14-mile ‘Interborough Express’ route between Brooklyn and Queens moves forward
Image courtesy of Gov. Kathy Hochul’s Office
A public transportation project that could ease the lives of thousands of New Yorkers is gaining momentum. Gov. Kathy Hochul on Thursday announced the completion of a feasibility study for the Interborough Express, moving the project into its next phase of development. The feasibility study yielded promising results, revealing that the new line could serve anywhere between 74,000 and 88,000 riders a day while connecting to 17 subway stops and the Long Island Rail Road. From its start in Bay Ridge to its final stop in Jackson Heights, the route would take 40 minutes.
Using the existing right-of-way Bay Ridge Branch rail line that already runs through Brooklyn and Queens, the Interborough Express would alleviate massive transit deserts found across the two boroughs. As the feasibility study found, in many of the neighborhoods the line would run through, “71 percent of residents are minority and 33 percent are below the federal poverty line.” According to the study, more commuters travel between Brooklyn and Queens than they do to Manhattan.
“Infrastructure is all about connection, and with the Interborough Express we can connect people to their family and friends while also improving their quality of life,” Hochul said. “The Interborough Express will connect Brooklyn and Queens, not only shaving time off commutes but also making it easier to connect to subway lines across the route. With the completion of the feasibility study, we can move forward to the next phase of this project and bring us one step closer to making the Interborough Express a reality for New Yorkers.”

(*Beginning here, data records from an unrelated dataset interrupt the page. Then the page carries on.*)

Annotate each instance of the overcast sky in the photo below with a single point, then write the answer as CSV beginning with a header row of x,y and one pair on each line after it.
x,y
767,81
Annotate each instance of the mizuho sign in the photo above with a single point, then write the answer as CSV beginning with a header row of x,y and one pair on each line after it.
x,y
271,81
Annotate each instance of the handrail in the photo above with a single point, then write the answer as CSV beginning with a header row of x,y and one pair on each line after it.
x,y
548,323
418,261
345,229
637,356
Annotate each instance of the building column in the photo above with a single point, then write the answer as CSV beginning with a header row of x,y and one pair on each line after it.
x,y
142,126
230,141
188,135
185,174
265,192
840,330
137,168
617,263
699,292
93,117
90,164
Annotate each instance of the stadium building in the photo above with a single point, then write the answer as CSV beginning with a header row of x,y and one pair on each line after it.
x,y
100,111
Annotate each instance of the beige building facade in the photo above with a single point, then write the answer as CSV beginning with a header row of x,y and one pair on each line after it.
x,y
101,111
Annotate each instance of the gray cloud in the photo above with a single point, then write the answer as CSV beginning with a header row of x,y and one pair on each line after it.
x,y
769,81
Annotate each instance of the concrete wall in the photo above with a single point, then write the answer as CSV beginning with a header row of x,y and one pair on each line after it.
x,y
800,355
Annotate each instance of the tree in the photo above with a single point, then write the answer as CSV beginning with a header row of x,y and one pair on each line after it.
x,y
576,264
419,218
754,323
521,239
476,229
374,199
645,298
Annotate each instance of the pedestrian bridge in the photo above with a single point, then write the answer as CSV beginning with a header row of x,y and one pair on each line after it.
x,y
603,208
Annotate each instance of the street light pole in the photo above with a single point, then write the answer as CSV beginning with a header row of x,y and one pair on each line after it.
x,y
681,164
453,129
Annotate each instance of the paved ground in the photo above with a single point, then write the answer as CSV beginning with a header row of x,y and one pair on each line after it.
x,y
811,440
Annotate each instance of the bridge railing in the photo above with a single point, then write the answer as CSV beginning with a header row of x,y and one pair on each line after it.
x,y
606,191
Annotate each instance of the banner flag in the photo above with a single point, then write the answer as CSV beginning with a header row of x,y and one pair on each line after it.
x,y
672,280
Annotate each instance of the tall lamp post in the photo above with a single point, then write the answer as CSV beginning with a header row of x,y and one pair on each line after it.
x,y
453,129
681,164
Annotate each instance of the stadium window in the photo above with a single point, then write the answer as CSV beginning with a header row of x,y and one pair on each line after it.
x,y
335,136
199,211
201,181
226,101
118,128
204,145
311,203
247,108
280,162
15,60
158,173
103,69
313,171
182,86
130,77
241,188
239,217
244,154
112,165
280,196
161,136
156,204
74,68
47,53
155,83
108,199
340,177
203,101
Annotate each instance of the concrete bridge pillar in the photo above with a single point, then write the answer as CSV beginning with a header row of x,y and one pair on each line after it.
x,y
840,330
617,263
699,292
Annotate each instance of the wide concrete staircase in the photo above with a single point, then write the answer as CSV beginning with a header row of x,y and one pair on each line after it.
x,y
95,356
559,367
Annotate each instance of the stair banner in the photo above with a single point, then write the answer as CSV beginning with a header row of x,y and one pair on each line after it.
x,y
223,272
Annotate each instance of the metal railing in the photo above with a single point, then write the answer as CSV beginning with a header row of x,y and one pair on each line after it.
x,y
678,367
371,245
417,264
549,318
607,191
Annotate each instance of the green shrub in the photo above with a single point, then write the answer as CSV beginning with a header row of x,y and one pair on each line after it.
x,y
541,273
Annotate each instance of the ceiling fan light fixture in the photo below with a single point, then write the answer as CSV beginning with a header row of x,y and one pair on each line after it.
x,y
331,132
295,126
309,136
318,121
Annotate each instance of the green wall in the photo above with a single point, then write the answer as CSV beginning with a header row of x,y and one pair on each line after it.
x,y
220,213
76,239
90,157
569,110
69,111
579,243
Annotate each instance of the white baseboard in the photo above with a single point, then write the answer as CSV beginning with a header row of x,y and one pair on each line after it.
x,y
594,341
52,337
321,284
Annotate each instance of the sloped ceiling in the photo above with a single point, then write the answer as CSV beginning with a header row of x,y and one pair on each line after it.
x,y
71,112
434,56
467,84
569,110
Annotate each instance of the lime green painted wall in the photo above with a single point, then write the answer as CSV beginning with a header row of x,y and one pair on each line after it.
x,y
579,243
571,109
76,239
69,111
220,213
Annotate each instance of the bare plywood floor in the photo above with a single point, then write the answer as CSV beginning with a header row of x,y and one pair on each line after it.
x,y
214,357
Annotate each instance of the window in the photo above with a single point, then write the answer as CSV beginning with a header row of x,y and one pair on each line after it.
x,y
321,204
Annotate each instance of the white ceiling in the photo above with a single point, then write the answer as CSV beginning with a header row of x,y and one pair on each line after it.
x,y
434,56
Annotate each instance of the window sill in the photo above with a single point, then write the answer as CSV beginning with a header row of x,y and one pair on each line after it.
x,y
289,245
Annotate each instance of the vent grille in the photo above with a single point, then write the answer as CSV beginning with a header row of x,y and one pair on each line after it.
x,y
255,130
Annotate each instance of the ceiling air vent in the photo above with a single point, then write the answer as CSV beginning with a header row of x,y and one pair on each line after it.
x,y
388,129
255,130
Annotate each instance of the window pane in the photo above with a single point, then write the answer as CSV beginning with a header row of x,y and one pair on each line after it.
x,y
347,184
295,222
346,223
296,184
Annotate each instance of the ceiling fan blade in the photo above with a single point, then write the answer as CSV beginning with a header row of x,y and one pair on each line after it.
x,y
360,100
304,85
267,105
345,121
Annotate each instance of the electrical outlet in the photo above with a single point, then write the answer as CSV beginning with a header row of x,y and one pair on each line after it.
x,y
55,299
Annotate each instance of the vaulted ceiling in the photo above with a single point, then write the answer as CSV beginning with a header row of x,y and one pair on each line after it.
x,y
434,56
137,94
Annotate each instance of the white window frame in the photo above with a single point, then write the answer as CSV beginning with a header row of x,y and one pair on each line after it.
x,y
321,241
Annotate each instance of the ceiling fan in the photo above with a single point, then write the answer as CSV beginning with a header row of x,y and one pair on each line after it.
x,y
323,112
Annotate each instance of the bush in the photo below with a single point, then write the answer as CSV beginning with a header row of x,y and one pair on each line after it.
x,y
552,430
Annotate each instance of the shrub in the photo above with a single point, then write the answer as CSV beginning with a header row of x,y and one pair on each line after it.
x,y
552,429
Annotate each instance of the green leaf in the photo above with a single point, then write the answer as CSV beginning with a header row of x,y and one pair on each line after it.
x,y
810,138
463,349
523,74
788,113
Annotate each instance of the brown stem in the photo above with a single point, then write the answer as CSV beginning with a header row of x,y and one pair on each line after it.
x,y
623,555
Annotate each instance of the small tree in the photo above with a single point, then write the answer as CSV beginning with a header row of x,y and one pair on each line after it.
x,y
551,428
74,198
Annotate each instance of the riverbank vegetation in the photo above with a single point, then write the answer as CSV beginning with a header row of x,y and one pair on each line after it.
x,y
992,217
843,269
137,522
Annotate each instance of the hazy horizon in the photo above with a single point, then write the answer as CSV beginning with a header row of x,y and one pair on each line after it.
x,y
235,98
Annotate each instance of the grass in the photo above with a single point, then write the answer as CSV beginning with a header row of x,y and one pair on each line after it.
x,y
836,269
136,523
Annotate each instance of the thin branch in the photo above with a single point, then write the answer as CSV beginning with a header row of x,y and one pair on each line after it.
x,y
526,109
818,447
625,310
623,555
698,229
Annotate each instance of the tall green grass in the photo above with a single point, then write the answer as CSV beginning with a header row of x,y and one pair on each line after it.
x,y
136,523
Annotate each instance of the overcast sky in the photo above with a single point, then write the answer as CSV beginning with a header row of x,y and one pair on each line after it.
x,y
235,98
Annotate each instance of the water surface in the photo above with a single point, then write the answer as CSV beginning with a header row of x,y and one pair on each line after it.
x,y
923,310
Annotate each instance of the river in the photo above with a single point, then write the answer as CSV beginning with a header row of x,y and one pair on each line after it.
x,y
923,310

The proposed service would operate with five-minute headways between trains during peak hours and 10-minute headways during off-peak hours. The route will run through a number of socioeconomically diverse neighborhoods, with the precise number and location of stops still to be determined.
“MTA riders deserve a reliable and wide-reaching transit system that promotes equity, and this study proves The Interborough Express will provide better access to jobs, education and economic opportunities for some 80,000 New Yorkers in Queens and Brooklyn,” MTA Chair and CEO Janno Lieber said. “I want to thank Governor Hochul for her leadership on this exciting project and look forward to working with local communities to get work underway.”
The study also revealed that the new line could work in tandem with the Cross-Harbor Rail Freight Tunnel project, which would connect New York City to the nation’s freight rail grid. This would alleviate traffic caused by trucks, whose cargo could instead be carried on the freight line, according to the study.
View of the Bay Ridge Branch from below 5th Ave. Image courtesy of Marc A. Hermann/MTA on Flickr
“The Interborough Express is an important project that has the potential to expand transit access to underserved neighborhoods in Brooklyn and Queens,” Rep. Jerry Nadler said. “This project can and should co-exist with the Cross Harbor Rail Freight Tunnel project which would finally connect the New York metropolitan region to the national freight rail grid by removing trucks from our streets and diverting them to the underutilized rail network. Together, these projects will improve transportation equity and reduce carbon emissions.”
The next steps in the development process will require the MTA to conduct the necessary state and federal environment review processes, using input from the public to create a more accommodating system. Transit officials are still determining which type of rail system would be most efficient, whether it be Bus Rapid Transit, Light Rail, or conventional Heavy Rail.
Bronx residents have been given the short end of the stick, as it appears that an extension into the Bronx outlined in the Regional Plan Association’s Triboro proposal didn’t make its way into the MTA’s feasibility study.
The price of fares for the Interborough Express is anticipated to be equivalent to standard subway fares, but it is up to the MTA’s board to determine the price when the project is closer to completion. While there is no official end date, Lieber stated that once construction begins, the project could take “three to five years” to complete.